Back
advanced
Foundation Model Training

Distributed Training Systems

Learn how large models train across GPU clusters using parallelism, mixed precision, checkpointing, and fault tolerance

34 min read· distributed training· GPUs· parallelism· checkpoints

Distributed Training Systems

Large LLMs do not train on one GPU. They train across clusters.

The engineering challenge is to keep thousands of accelerators busy while moving data, gradients, activations, optimizer states, and checkpoints reliably.

Why one GPU is not enough

Training stores:

  • model weights
  • gradients
  • optimizer states
  • activations
  • KV or attention intermediates
  • batches of tokenized data

For very large models, this exceeds a single device. Training must be distributed.

Types of parallelism

TechniqueWhat is split
Data parallelismdifferent examples across devices
Tensor parallelismmatrix operations across devices
Pipeline parallelismlayers across devices
Sequence parallelismlong sequences across devices
Expert parallelismMoE experts across devices
ZeRO-style shardingoptimizer states, gradients, and parameters

Real systems combine several of these.

Mixed precision

Training usually uses lower precision math where safe:

  • BF16 or FP16 for speed and memory
  • FP32 master weights or accumulators where needed
  • loss scaling for stability
  • FP8 in newer training/inference stacks where supported

Lower precision saves memory and bandwidth, but it can make training unstable if used carelessly.

Checkpointing

Training runs fail. Hardware fails, jobs preempt, networks break.

Checkpointing saves:

  • model weights
  • optimizer states
  • scheduler state
  • dataloader position
  • random seeds
  • sharding metadata

Good checkpoint design lets training resume without losing days of compute.

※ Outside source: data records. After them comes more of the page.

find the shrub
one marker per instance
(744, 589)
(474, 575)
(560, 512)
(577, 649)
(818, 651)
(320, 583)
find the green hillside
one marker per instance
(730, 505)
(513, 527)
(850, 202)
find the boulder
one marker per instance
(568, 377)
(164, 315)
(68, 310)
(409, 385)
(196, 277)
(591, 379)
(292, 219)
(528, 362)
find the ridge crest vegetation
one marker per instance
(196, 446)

Monitoring training health

Track:

  • training loss
  • validation loss
  • gradient norm
  • learning rate
  • tokens per second
  • GPU utilization
  • memory utilization
  • data loader stalls
  • checkpoint time
  • failed workers

Common failure modes

  • loss spikes
  • silent data corruption
  • duplicated data shards
  • unstable mixed precision
  • poor GPU utilization
  • network bottlenecks
  • checkpoint incompatibility
  • training on contaminated eval data

Knowledge check

Q1: Why do large models need multiple parallelism strategies?

Because weights, activations, optimizer states, and batches are too large for one device or one simple split.

Q2: Why are checkpoints part of training quality?

Without reliable checkpoints, long runs are fragile and expensive failures can destroy progress.